All this period silliness aside, these dames knew from baking. While I would not recommend anyone cook meat from this cookbook (the cooking instructions generally translate to "incinerate"), the baking segments are extraordinary and the book is worth it just for that. Bear in mind that a team of crack Home Economists toiled 40 hours a week to make sure YOUR cake (or stollen, or cranberry nut muffins, or parker house rolls) came out picture-perfect each time.
This is a recipe for "whole wheat bread", but it actually contains 50% whole wheat flour and 50% white, for the reasons described above by Ms. Corriher. It's wicked easy.
WHOLE WHEAT BREAD
1 package dry yeast
2 tbsp soft butter
2 tsp salt
2 tbsp honey, brown sugar or molasses
1 1/2 cups whole wheat flour
1 1/2 cups unbleached white flour
In mixer bowl (Kitchen Aid style) dissolve yeast in warm water. Add butter, salt, sugar and half the flour. Beat 2 minutes on medium speed in the mixer, or 300 vigorous strokes by hand. Scrape sides and bottom of bowl frequently. Add remaining flour and blend with spoon until smooth. Scrape batter from sides of bowl. Cover with a wrung-out damp tea towel and let rise in a warm place (85 degrees) until double, about 30 minutes. (For maximum rising, I recommend filling a bowl with boiling water just off the heat, putting a rack on top, and putting the dough bowl on the rack, covering the entire contraption with the towel to catch the heat/steam.)
Stir down the batter by beating about 25 strokes and spread evenly in greased loaf pans.

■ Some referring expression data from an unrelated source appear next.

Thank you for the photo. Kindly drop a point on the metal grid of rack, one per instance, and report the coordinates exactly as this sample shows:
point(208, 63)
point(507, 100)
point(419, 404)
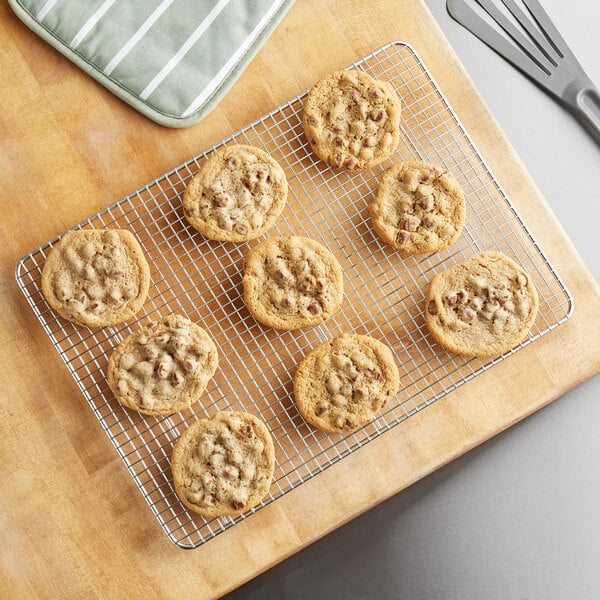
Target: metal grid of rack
point(384, 294)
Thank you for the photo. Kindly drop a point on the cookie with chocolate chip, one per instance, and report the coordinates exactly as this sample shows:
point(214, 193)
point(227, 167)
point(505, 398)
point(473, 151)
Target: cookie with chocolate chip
point(223, 466)
point(237, 195)
point(96, 277)
point(343, 383)
point(291, 282)
point(418, 208)
point(351, 120)
point(162, 368)
point(483, 306)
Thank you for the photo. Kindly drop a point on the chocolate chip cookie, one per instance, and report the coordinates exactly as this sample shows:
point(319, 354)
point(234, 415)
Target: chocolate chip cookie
point(343, 383)
point(96, 277)
point(483, 306)
point(238, 194)
point(163, 368)
point(351, 120)
point(223, 465)
point(291, 282)
point(418, 208)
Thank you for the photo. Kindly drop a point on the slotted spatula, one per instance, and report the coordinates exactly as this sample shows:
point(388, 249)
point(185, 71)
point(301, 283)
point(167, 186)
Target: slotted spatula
point(526, 37)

Batter will be sticky. Smooth out the top of the loaf by flouring your hand and patting into shape. Let rise again until batter reaches within 1 inch of the top, about 40 minutes. (NB: if your batter gets too tall and overshoots the top, punch it down and let it rise again. If you put it in the oven in its overshot state, it will sag in the middle while baking because it won't be able to support itself.)
Heat oven to 375 degrees. Bake 45-50 minutes or until browned. To test loaf, tap top crust; it should sound hollow. Immediately remove from pan and cool on rack or across empty pans. Brush the top with melted butter if desired. Allow to cool away from drafts, and do not slice until bread has cooled.